# Measles and MMR Vaccine Dashboard

This dashboard visualises weekly measles cases across UKHSA regions and childhood MMR vaccination coverage in England. Measles outbreaks are closely linked to gaps in population immunity, so viewing coverage alongside case trends helps illustrate how changes in vaccination uptake can influence measles activity.

To view this dashboard template rendered in Voila click [here](https://hub.comp-teach.qmul.ac.uk/user/ec25256/voila/render/diy-covid19dash/Dashboard.ipynb?).

In [1]:
from IPython.display import clear_output, Markdown, display # added to show descriptive text above each graph that renders correctly in Voila. Standard markdown cells were not working
import ipywidgets as wdg
import pandas as pd
import numpy as np
import matplotlib.pyplot as plt
import requests
import time
import json
import warnings # FutureWarnings related to downcasting in pandas .fillna/.ffill/.bfill kept appearing, so I suppressed these for a cleaner dashboard on the code side.

In [2]:
%matplotlib inline
# make figures larger
plt.rcParams['figure.dpi'] = 100

In [3]:
warnings.simplefilter(action = "ignore", category = FutureWarning) # This is how I suppressed the warnings, as they were interrupting the sequence of cells.

In [4]:
class APIwrapper:
    _access_point="https://api.ukhsa-dashboard.data.gov.uk"
    _last_access=0.0
    
    def __init__(self, theme, sub_theme, topic, geography_type, geography, metric):
        """ Init the APIwrapper object, constructing the endpoint from the structure
        parameters """
        url_path=(f"/themes/{theme}/sub_themes/{sub_theme}/topics/{topic}/geography_types/" +
                  f"{geography_type}/geographies/{geography}/metrics/{metric}")
        self._start_url=APIwrapper._access_point+url_path
        self._filters=None
        self._page_size=-1
        self.count=None

    def get_page(self, filters={}, page_size=5):
        """ Access the API and download the next page of data.
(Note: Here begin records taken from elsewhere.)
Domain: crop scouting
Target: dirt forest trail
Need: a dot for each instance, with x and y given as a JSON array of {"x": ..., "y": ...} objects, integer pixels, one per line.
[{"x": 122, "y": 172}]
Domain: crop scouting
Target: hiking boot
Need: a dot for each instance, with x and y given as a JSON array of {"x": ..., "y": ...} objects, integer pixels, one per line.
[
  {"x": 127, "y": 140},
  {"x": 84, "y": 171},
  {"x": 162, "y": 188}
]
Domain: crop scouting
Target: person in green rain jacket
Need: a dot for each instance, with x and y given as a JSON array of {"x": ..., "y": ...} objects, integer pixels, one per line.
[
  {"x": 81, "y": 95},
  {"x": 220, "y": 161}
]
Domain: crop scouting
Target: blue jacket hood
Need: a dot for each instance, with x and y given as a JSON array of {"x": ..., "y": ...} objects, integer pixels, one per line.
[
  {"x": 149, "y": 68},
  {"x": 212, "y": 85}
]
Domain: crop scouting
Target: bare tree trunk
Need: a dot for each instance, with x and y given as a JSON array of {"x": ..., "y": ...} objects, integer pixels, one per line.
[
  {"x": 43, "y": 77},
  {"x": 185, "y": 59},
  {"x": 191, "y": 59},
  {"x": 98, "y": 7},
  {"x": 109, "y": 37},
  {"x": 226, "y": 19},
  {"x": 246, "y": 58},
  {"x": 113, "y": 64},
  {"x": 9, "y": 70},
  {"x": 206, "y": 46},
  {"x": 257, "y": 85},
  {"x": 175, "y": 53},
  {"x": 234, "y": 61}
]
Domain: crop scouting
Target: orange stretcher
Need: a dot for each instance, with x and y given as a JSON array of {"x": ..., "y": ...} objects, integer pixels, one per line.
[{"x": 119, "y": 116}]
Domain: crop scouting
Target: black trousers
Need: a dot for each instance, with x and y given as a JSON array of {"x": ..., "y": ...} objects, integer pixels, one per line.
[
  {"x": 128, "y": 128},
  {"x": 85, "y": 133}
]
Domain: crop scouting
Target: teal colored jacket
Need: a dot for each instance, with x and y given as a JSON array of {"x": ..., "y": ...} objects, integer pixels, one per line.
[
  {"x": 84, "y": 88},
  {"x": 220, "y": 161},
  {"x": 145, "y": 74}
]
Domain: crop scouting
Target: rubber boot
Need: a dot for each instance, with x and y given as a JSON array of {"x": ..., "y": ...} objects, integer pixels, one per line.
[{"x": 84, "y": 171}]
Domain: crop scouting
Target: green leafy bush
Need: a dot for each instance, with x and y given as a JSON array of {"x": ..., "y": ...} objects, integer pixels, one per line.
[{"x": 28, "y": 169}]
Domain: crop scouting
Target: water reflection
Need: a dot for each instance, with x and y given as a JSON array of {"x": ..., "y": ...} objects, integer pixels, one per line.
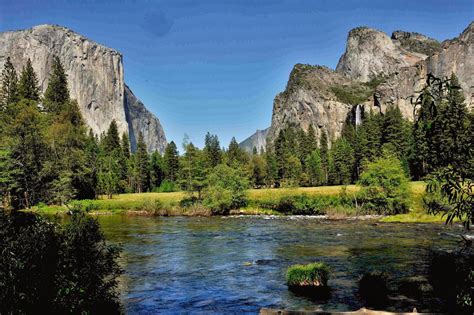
[{"x": 237, "y": 264}]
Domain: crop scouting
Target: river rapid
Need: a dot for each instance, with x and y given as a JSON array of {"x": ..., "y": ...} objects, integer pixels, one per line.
[{"x": 238, "y": 264}]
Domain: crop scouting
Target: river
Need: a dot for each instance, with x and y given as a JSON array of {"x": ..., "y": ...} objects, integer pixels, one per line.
[{"x": 237, "y": 264}]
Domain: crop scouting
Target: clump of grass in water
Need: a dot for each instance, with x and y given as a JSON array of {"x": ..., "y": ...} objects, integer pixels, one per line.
[
  {"x": 311, "y": 275},
  {"x": 373, "y": 288}
]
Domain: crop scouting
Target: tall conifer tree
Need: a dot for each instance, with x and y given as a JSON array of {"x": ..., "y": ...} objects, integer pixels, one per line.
[{"x": 28, "y": 87}]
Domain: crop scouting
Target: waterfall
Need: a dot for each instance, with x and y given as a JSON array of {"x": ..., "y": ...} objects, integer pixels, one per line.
[{"x": 358, "y": 114}]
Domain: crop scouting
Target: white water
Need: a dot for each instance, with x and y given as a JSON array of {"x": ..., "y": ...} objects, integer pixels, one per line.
[{"x": 358, "y": 115}]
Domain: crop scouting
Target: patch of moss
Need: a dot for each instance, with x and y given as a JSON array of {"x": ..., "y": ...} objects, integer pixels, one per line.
[{"x": 315, "y": 274}]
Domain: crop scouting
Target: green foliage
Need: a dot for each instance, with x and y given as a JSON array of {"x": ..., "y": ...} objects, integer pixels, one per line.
[
  {"x": 194, "y": 170},
  {"x": 171, "y": 162},
  {"x": 315, "y": 274},
  {"x": 57, "y": 92},
  {"x": 442, "y": 128},
  {"x": 452, "y": 195},
  {"x": 142, "y": 175},
  {"x": 212, "y": 150},
  {"x": 304, "y": 204},
  {"x": 384, "y": 186},
  {"x": 235, "y": 156},
  {"x": 226, "y": 190},
  {"x": 157, "y": 170},
  {"x": 341, "y": 162},
  {"x": 167, "y": 186},
  {"x": 26, "y": 158},
  {"x": 257, "y": 170},
  {"x": 9, "y": 86},
  {"x": 45, "y": 267},
  {"x": 28, "y": 87}
]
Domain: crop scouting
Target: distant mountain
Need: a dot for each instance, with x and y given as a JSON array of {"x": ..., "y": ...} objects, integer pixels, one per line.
[
  {"x": 374, "y": 72},
  {"x": 96, "y": 79},
  {"x": 257, "y": 140}
]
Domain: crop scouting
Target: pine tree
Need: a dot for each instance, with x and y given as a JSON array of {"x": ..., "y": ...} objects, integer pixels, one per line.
[
  {"x": 454, "y": 128},
  {"x": 27, "y": 157},
  {"x": 142, "y": 166},
  {"x": 235, "y": 155},
  {"x": 157, "y": 169},
  {"x": 194, "y": 170},
  {"x": 212, "y": 150},
  {"x": 395, "y": 132},
  {"x": 314, "y": 168},
  {"x": 257, "y": 170},
  {"x": 342, "y": 157},
  {"x": 324, "y": 153},
  {"x": 28, "y": 87},
  {"x": 372, "y": 127},
  {"x": 271, "y": 169},
  {"x": 111, "y": 141},
  {"x": 57, "y": 92},
  {"x": 308, "y": 143},
  {"x": 9, "y": 85},
  {"x": 171, "y": 162},
  {"x": 68, "y": 160},
  {"x": 125, "y": 146}
]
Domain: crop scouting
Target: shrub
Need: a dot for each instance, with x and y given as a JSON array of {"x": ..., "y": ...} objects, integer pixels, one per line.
[
  {"x": 45, "y": 267},
  {"x": 452, "y": 277},
  {"x": 304, "y": 204},
  {"x": 226, "y": 190},
  {"x": 315, "y": 274},
  {"x": 167, "y": 186},
  {"x": 384, "y": 186},
  {"x": 373, "y": 288},
  {"x": 188, "y": 202}
]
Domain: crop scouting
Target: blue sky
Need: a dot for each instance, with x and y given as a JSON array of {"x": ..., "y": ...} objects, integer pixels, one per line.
[{"x": 216, "y": 65}]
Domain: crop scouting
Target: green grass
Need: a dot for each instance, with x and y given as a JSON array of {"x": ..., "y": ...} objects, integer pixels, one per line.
[
  {"x": 417, "y": 213},
  {"x": 315, "y": 274},
  {"x": 316, "y": 200}
]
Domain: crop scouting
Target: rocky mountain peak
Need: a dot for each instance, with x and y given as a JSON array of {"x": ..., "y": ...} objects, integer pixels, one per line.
[
  {"x": 375, "y": 71},
  {"x": 371, "y": 53},
  {"x": 95, "y": 76},
  {"x": 416, "y": 42}
]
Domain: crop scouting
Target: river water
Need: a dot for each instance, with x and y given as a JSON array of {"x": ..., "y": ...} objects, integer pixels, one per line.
[{"x": 238, "y": 264}]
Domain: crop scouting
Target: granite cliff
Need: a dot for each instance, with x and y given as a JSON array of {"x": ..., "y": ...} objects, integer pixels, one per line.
[
  {"x": 95, "y": 75},
  {"x": 375, "y": 71},
  {"x": 258, "y": 140}
]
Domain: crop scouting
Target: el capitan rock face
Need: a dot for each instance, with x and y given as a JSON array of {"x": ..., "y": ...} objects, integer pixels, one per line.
[
  {"x": 401, "y": 62},
  {"x": 95, "y": 76}
]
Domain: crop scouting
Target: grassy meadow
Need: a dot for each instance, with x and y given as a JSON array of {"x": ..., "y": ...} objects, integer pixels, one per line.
[{"x": 260, "y": 201}]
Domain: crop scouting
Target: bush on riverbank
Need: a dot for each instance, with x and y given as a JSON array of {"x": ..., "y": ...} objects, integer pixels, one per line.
[
  {"x": 226, "y": 190},
  {"x": 311, "y": 275},
  {"x": 45, "y": 267},
  {"x": 384, "y": 187},
  {"x": 302, "y": 204}
]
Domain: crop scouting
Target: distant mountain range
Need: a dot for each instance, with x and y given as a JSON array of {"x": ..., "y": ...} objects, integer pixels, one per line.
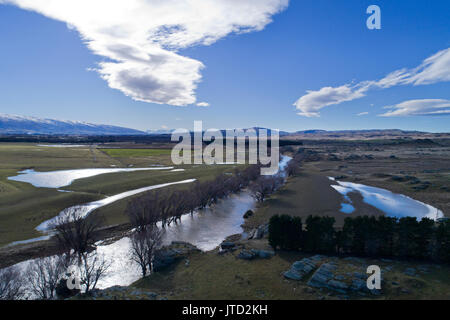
[{"x": 11, "y": 124}]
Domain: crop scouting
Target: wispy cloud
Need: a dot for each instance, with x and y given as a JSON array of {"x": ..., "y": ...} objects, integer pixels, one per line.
[
  {"x": 432, "y": 70},
  {"x": 141, "y": 38},
  {"x": 421, "y": 107}
]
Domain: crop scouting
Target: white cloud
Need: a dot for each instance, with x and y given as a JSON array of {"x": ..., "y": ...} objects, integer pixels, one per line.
[
  {"x": 311, "y": 103},
  {"x": 432, "y": 70},
  {"x": 140, "y": 38},
  {"x": 422, "y": 107}
]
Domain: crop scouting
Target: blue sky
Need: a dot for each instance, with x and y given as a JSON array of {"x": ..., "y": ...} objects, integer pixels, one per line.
[{"x": 249, "y": 79}]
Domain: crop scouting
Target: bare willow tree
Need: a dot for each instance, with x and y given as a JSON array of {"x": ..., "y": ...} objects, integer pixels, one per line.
[
  {"x": 43, "y": 275},
  {"x": 264, "y": 186},
  {"x": 11, "y": 284},
  {"x": 293, "y": 167},
  {"x": 144, "y": 243},
  {"x": 92, "y": 268},
  {"x": 76, "y": 232}
]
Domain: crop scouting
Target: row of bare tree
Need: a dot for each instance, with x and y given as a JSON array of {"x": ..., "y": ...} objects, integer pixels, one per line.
[
  {"x": 167, "y": 206},
  {"x": 78, "y": 261}
]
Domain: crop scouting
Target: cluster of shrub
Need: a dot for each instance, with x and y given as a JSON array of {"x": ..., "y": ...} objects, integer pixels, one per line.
[
  {"x": 168, "y": 205},
  {"x": 404, "y": 238},
  {"x": 46, "y": 278}
]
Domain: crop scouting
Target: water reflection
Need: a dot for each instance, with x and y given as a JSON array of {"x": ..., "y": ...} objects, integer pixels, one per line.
[{"x": 63, "y": 178}]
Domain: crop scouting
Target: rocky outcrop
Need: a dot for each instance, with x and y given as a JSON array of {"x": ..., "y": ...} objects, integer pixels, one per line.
[
  {"x": 168, "y": 255},
  {"x": 120, "y": 293},
  {"x": 259, "y": 233},
  {"x": 300, "y": 269},
  {"x": 255, "y": 254}
]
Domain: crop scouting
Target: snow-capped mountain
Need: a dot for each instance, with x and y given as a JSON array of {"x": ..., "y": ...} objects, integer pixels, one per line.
[{"x": 13, "y": 124}]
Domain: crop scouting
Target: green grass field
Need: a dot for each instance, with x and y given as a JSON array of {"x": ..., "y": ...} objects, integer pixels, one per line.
[
  {"x": 123, "y": 153},
  {"x": 23, "y": 206},
  {"x": 212, "y": 276}
]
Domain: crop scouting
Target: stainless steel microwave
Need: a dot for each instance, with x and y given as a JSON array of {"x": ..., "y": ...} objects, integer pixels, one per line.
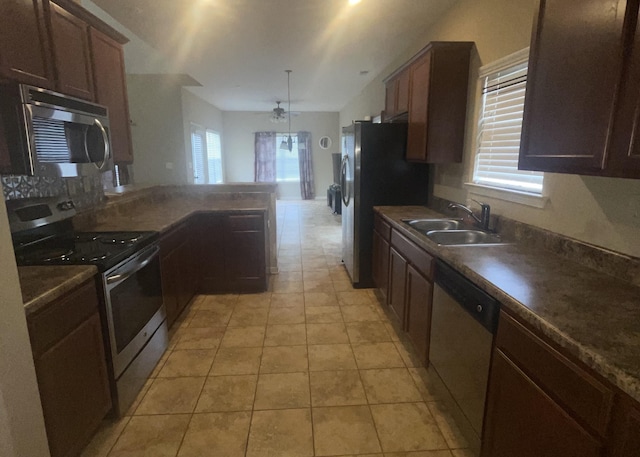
[{"x": 51, "y": 134}]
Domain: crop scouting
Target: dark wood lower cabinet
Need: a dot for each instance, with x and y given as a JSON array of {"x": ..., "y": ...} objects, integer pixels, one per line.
[
  {"x": 539, "y": 402},
  {"x": 397, "y": 284},
  {"x": 625, "y": 439},
  {"x": 179, "y": 276},
  {"x": 418, "y": 310},
  {"x": 71, "y": 369},
  {"x": 409, "y": 270},
  {"x": 212, "y": 253},
  {"x": 244, "y": 240},
  {"x": 522, "y": 420},
  {"x": 381, "y": 264},
  {"x": 231, "y": 253}
]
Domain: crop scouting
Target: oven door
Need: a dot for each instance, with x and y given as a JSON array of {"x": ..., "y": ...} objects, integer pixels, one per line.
[{"x": 135, "y": 310}]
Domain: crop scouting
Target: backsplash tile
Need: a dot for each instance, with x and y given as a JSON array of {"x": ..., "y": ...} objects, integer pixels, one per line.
[{"x": 86, "y": 192}]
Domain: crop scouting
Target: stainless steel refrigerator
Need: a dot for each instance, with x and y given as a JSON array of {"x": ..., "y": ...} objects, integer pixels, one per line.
[{"x": 374, "y": 172}]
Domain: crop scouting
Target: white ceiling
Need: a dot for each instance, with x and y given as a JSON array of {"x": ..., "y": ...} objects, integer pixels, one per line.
[{"x": 239, "y": 49}]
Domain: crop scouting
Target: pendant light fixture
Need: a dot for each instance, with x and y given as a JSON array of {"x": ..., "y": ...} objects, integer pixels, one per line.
[{"x": 288, "y": 143}]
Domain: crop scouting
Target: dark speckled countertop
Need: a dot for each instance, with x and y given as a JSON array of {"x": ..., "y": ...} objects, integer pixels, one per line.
[
  {"x": 42, "y": 285},
  {"x": 593, "y": 316},
  {"x": 162, "y": 216}
]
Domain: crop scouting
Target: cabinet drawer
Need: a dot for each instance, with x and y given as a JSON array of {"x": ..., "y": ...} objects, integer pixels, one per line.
[
  {"x": 246, "y": 222},
  {"x": 572, "y": 387},
  {"x": 171, "y": 240},
  {"x": 422, "y": 261},
  {"x": 382, "y": 227},
  {"x": 60, "y": 318}
]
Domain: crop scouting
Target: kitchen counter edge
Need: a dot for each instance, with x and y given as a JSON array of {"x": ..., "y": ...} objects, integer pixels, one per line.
[{"x": 616, "y": 371}]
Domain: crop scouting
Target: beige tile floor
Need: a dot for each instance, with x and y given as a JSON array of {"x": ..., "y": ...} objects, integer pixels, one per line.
[{"x": 310, "y": 368}]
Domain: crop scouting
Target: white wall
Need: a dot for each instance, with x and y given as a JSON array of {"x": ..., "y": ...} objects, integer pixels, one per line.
[
  {"x": 199, "y": 112},
  {"x": 238, "y": 146},
  {"x": 22, "y": 430},
  {"x": 157, "y": 130},
  {"x": 600, "y": 211}
]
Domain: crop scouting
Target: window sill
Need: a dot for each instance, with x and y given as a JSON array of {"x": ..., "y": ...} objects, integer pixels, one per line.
[{"x": 514, "y": 196}]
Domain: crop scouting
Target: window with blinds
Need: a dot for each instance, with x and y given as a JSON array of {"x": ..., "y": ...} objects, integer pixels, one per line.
[
  {"x": 214, "y": 157},
  {"x": 206, "y": 155},
  {"x": 197, "y": 152},
  {"x": 498, "y": 142},
  {"x": 287, "y": 163}
]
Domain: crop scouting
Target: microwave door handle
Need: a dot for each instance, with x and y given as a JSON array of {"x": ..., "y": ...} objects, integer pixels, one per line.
[
  {"x": 105, "y": 140},
  {"x": 120, "y": 277}
]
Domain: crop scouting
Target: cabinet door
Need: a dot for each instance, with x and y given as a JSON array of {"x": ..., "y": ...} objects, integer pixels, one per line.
[
  {"x": 5, "y": 157},
  {"x": 397, "y": 283},
  {"x": 25, "y": 54},
  {"x": 245, "y": 253},
  {"x": 522, "y": 420},
  {"x": 391, "y": 98},
  {"x": 381, "y": 263},
  {"x": 419, "y": 298},
  {"x": 624, "y": 156},
  {"x": 170, "y": 284},
  {"x": 574, "y": 69},
  {"x": 211, "y": 253},
  {"x": 72, "y": 54},
  {"x": 418, "y": 109},
  {"x": 74, "y": 388},
  {"x": 402, "y": 97},
  {"x": 111, "y": 91},
  {"x": 186, "y": 274}
]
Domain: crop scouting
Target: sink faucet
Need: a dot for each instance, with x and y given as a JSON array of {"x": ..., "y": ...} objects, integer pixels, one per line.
[{"x": 483, "y": 220}]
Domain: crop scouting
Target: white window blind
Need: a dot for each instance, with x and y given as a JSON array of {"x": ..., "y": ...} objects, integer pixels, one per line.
[
  {"x": 197, "y": 153},
  {"x": 214, "y": 157},
  {"x": 287, "y": 164},
  {"x": 500, "y": 124}
]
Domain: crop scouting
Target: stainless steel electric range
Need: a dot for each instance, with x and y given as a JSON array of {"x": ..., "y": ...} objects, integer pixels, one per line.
[{"x": 134, "y": 316}]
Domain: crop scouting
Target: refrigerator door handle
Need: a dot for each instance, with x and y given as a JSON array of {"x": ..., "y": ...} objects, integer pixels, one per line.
[{"x": 346, "y": 193}]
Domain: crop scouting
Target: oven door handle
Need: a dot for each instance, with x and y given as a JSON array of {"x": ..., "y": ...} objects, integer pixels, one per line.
[{"x": 139, "y": 264}]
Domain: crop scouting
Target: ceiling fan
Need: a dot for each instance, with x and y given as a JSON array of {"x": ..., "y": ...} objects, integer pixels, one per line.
[{"x": 278, "y": 114}]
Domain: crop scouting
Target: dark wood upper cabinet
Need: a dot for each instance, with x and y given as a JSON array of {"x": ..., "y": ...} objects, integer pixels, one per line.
[
  {"x": 624, "y": 159},
  {"x": 72, "y": 53},
  {"x": 25, "y": 51},
  {"x": 397, "y": 96},
  {"x": 437, "y": 102},
  {"x": 111, "y": 91},
  {"x": 583, "y": 85}
]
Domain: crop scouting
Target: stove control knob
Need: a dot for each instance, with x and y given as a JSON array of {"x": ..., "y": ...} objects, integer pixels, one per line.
[{"x": 66, "y": 206}]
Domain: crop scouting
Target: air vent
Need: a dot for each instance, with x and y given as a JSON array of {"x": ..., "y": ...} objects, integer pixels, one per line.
[{"x": 50, "y": 139}]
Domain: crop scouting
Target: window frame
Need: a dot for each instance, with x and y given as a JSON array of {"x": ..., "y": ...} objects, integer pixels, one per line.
[
  {"x": 521, "y": 196},
  {"x": 204, "y": 166},
  {"x": 279, "y": 152}
]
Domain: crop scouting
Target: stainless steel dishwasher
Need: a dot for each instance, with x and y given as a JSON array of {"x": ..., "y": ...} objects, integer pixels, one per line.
[{"x": 463, "y": 323}]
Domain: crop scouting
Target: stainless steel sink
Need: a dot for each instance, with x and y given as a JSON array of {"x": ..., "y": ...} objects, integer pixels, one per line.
[
  {"x": 426, "y": 225},
  {"x": 464, "y": 237}
]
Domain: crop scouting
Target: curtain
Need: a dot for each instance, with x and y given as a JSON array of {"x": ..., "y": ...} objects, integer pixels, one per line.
[
  {"x": 307, "y": 188},
  {"x": 265, "y": 161}
]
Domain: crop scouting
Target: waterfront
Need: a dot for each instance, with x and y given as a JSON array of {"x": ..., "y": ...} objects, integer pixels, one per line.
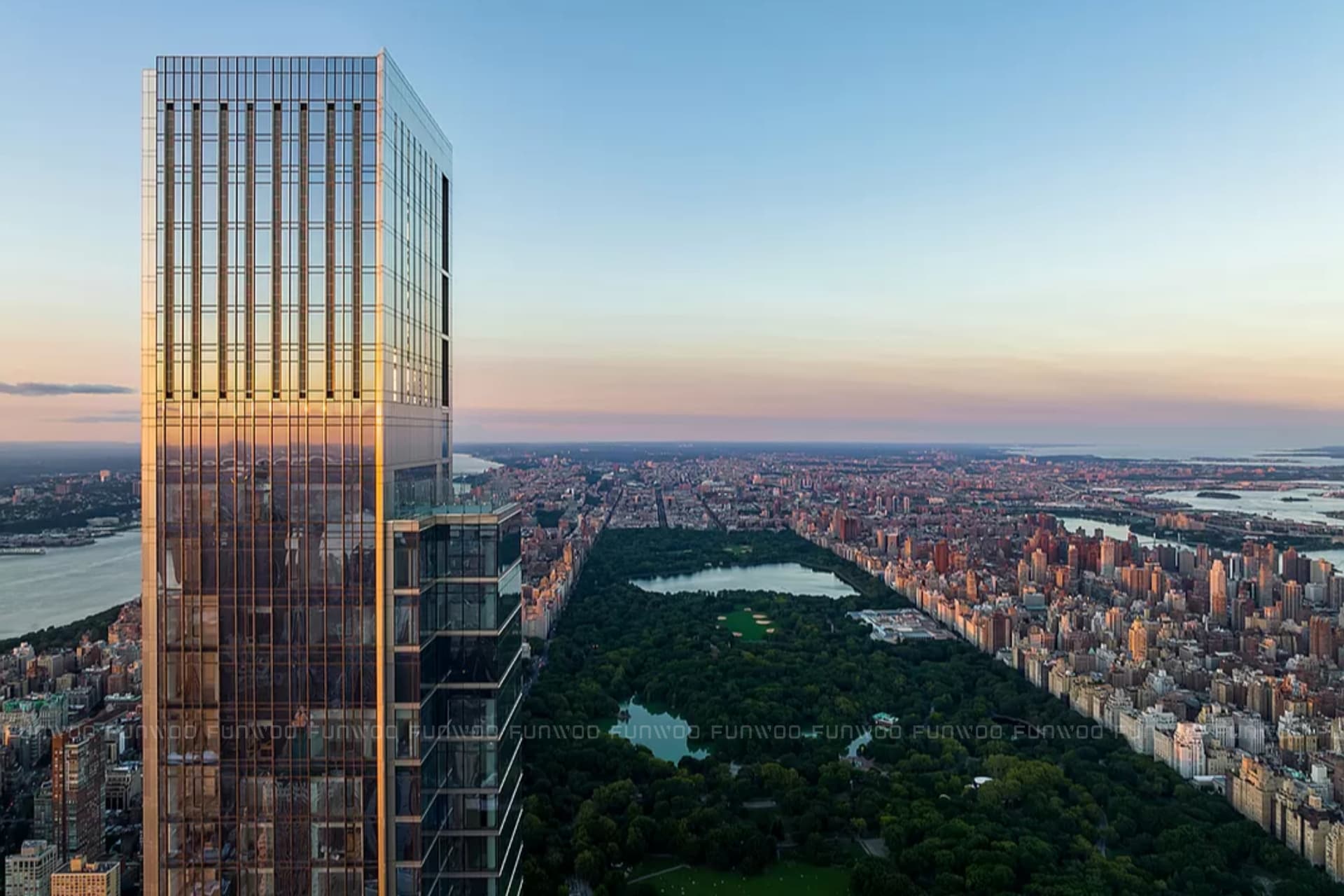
[
  {"x": 65, "y": 584},
  {"x": 1308, "y": 505},
  {"x": 662, "y": 732},
  {"x": 778, "y": 578},
  {"x": 1121, "y": 533}
]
Sets the count
        attribute to the total number of items available for this query. Changing
        filters or page_size will cause get_page to restart from page 1. Rate
        limited to three request per second. The page_size parameter sets the number
        of data points in one response page (maximum 365); use the default value 
        for debugging your structure and filters. """
        if page_size>365:
            raise ValueError("Max supported page size is 365")
        if filters!=self._filters or page_size!=self._page_size:
            self._filters=filters
            self._page_size=page_size
            self._next_url=self._start_url
        if self._next_url==None: 
            return []
        curr_time=time.time()
        deltat=curr_time-APIwrapper._last_access
        if deltat<0.33:
            time.sleep(0.33-deltat)
        APIwrapper._last_access=curr_time
        parameters={x: y for x, y in filters.items() if y!=None}
        parameters['page_size']=page_size
        response = requests.get(self._next_url, params=parameters).json()
        self._next_url=response['next']
        self.count=response['count']
        return response['results'] 

    def get_all_pages(self, filters={}, page_size=365):
        """ Access the API and download all available data pages of data. Sets the count
        attribute to the total number of items available for this query. API access rate
        limited to three request per second. The page_size parameter sets the number
        of data points in one response page (maximum 365), and controls the trade-off
        between time to load a page and number of pages; the default should work well 
        in most cases. The number of items returned should in any case be equal to 
        the count attribute. """
        data=[]
        while True:
            next_page=self.get_page(filters, page_size)
            if next_page==[]:
                break
            data.extend(next_page)
        return data

In [5]:
# the below the data structures for the dashboard, each key corresponds to a dataset.
jsondata = {
    "measles_weekly_cases": [],
    "mmr1_coverage": [],
    "mmr2_coverage": []
}

# Created some helper functions to load them
def load_json_file(filename):
    try:
        with open(filename, "rt") as f:
            return json.load(f)
    except FileNotFoundError:
        return []

def save_json_file(data, filename):
    try:
        with open(filename, "wt") as f:
            json.dump(data, f)
    except Exception as e:
        print(f"Error saving {filename}: {e}")

In [6]:
# Measles regions in the UKHSA data
measles_regions = ["East Midlands", "East of England", "London", "North East", 
                   "North West", "South East", "South West", "West Midlands", "Yorkshire and Humber"]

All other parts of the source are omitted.